Homemade > Store Bought

Try preparing your cookies at home. By being in control of the ingredients that go into your dough, there’s a higher chance of you making smarter nutritional decisions. At the very least, you’ll know exactly what was in your cookie so you can balance out the rest of your day’s calorie and nutritional intake.

Try these cookie baking variations when watching your waistline:

No-Bake Chocolate Drop Cookies

Refrigerator or no-bake cookies are a surprising alternative to the traditional crispy, buttery version of oven-baked cookies. By substituting ground or blanched almonds in your recipes, you can add bulk, flavor, and color. Studies have shown that almonds and other nuts used as flour in baking are heart healthy, and enhance both mood and sleep.

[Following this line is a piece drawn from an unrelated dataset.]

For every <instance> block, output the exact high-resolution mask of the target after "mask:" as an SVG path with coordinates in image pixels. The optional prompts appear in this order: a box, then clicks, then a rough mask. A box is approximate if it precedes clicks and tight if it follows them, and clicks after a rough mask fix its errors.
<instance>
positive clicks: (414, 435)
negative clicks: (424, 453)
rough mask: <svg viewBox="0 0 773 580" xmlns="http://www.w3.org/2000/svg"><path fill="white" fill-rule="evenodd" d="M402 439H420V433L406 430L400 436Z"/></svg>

Packed, pitted dates are another way to add volume and flavor (as a “flour” or a thickener) while saving calories and adding nutrition. Dates pack in a day’s worth of essential vitamins and minerals. Dates are also gluten-free and rich in fiber. Here is an interesting take on a no-bake chocolate drop cookie recipe.

Iced Sugar Cookies

This alternative to the beloved crunchy sugar cookie recipe includes whole-wheat flour and Greek yogurt. The whole-wheat flour adds fiber to the crunchiness of the cookie. Greek yogurt used in the icing instead of powdered sugar used in the traditional version produces an eye-catching yet tasty, beautiful frosting. It provides the creaminess and glossy finish without the added calories. Greek yogurt is a go-to source of B vitamins and minerals.

Chocolate Chip Cookies

Who doesn’t love the melt-in-your-mouth goodness of the humble chocolate chip cookie? Traditionally made with heart-unhealthy butter and fats, most recipes can easily swap out that unhealthy option with healthy substitutes like applesauce or bananas. The latter options will provide the same moistness and flavor without the unnecessary calories while also providing a more nutritious bake.

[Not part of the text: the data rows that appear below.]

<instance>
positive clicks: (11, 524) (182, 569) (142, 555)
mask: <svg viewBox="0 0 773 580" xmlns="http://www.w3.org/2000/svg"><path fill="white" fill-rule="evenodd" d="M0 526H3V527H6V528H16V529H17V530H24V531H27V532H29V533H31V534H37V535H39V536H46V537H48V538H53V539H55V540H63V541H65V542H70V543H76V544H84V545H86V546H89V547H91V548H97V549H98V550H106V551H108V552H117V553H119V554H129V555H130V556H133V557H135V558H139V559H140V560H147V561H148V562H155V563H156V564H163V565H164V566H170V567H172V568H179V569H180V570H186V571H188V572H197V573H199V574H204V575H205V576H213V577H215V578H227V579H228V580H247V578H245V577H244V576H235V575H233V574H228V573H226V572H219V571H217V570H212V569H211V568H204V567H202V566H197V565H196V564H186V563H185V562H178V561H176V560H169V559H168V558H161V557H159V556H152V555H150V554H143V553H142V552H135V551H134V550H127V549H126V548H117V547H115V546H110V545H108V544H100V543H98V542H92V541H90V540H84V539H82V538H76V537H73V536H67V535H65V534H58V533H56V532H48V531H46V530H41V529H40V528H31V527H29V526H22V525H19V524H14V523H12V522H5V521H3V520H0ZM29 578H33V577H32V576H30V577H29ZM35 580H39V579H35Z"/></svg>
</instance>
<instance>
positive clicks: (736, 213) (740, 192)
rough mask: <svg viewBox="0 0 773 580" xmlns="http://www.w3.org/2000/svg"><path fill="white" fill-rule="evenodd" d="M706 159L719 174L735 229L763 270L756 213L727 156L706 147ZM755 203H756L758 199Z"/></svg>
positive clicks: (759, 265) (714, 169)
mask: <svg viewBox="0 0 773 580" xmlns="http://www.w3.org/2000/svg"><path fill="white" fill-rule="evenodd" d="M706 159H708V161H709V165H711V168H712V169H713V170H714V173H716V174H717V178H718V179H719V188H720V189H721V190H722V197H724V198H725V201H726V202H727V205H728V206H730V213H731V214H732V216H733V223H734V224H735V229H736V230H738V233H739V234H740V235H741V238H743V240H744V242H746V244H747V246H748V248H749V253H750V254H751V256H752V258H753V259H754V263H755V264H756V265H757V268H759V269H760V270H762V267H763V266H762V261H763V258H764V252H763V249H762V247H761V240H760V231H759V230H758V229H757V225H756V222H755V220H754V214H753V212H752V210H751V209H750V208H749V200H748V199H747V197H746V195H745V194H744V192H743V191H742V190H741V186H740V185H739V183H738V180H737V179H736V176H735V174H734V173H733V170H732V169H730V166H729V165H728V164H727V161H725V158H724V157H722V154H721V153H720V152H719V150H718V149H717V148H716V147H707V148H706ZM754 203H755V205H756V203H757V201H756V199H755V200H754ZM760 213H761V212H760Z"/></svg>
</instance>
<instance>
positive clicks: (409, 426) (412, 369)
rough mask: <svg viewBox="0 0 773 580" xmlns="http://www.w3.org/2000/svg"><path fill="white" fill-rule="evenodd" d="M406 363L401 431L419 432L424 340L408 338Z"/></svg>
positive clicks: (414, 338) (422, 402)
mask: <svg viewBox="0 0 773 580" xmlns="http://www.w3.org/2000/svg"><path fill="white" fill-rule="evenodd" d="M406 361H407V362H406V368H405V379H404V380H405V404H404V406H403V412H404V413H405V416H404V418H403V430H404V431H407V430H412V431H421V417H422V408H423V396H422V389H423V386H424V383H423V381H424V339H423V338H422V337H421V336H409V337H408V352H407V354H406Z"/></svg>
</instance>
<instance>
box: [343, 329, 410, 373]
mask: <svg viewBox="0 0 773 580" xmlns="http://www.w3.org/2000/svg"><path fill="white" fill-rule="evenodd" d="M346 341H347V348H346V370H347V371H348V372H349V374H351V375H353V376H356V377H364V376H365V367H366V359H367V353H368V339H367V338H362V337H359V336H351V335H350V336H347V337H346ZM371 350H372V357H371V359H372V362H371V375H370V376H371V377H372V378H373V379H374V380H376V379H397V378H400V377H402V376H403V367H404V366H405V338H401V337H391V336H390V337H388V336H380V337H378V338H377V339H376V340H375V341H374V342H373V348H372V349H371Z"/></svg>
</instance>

Instead of milk chocolate chips, which are usually diluted with milk solids, sugar and cream, try using dark chocolate chips. Dark chocolate of at least 65% cacao gives you the benefit of flavonoids, a class of antioxidants that have been show to reduce cell damage related to heart disease, and can lower your blood pressure and prevent inflammation. Dark chocolate also contains less added sugar and fat than milk chocolate.

Whatever is your favorite cookie, celebrate with a tall, cold glass of milk (for your daily vitamin D) and enjoy!